# Ongoing modifications?



## Northerner (Nov 9, 2010)

I have several frames that have been subject to ongoing modifications. Do you have a habit of modifying old frames to improve the designs? I hope I'm not the only nut that can't leave things alone....lol.

Here are some pics of a plywood frame with oak veneers on front and back. It started as a TTF design with a wide distance between the finger hooks. After completing the frame, I shot it for many months. Eventually I went back to OTT frames so this frame was converrted. I filled the holes in the forks and changed the tips. After a while, I wanted more of a finger hook so I ground out some wood and made deeper hooks. Recently, I removed the bottom of the finger hooks and narrowed the distance between the hooks to a hair over 3". I also narrowed the top of the handle and sanded more bevel on the edges. I'm hoping that this will be the last chop job on this frame but...
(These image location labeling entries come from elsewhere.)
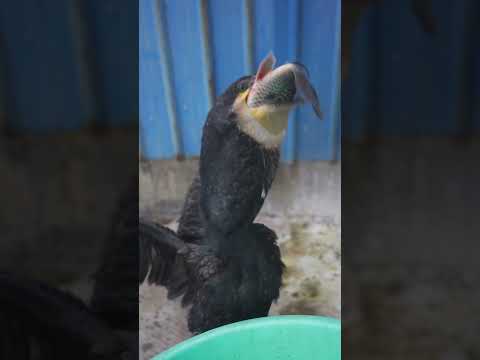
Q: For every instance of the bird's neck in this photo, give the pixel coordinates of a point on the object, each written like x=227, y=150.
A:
x=265, y=126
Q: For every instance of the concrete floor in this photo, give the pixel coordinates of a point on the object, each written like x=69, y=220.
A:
x=309, y=239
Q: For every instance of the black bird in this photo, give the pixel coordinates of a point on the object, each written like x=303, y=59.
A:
x=220, y=289
x=224, y=265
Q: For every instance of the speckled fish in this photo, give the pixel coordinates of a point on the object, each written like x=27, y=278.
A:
x=287, y=84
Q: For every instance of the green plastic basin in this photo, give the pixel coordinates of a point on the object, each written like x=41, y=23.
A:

Three pics of same frame...
1 - original TTF style
2 - conversion to OTT with deep finger hooks
3 - OTT, smaller finger hooks with 3" width, and less width at top of handle
I don't have a transition pic with the OTT design with shallow finger hooks and almost a 4" width between. Hopefully the pics upload in proper order.

Cheers,
Northerner


----------



## Northerner (Nov 9, 2010)

Pics uploaded in reverse order... 3, 2, 1


----------



## justplainduke (May 31, 2011)

Man, I am the worst at tinkering with my frames!!! 
When I buy a frame there is always something that I think needs improving or changing to suit my needs or sometimes for plain experimentation purposes
Ok, maybe not the $100.00 frames









When I design one it goes through multiple revisions before I'm happy with it. I'm very fortunate to have 3d solidworks software to do and save these revisions as well as do strength tests on the computer before actually hand cutting the frames. Then I end up fitting each one as I carve them with rasp and file. The finished product is satisfying, to say the least









Ps. I really like the strong bullet proof design that you have there! Nice work!


----------



## gamekeeper john (Apr 11, 2011)

yes i know exactly what u mean, my pocket rocket as gone from a pocket rocket 1 to a pocket rocket 2 and now i have the pocket rocket 3 lol. my poachers friend as been improoved and my demon as been slimlined, my elastic grooves have changed and i now use a more hardwearing polly finish, to be honest all my designs are constantly improoving, i'v even just changed my router bit to get more of a curve lol, and i'm pretty sure i will stil be improoving them years down the line lol -- john


----------



## bootneck (Feb 20, 2011)

Try as i might i just cant leave anything alone wether its my catties,the house or my wife ;-) nothing stays how it was made if i get my grubby mits on it


----------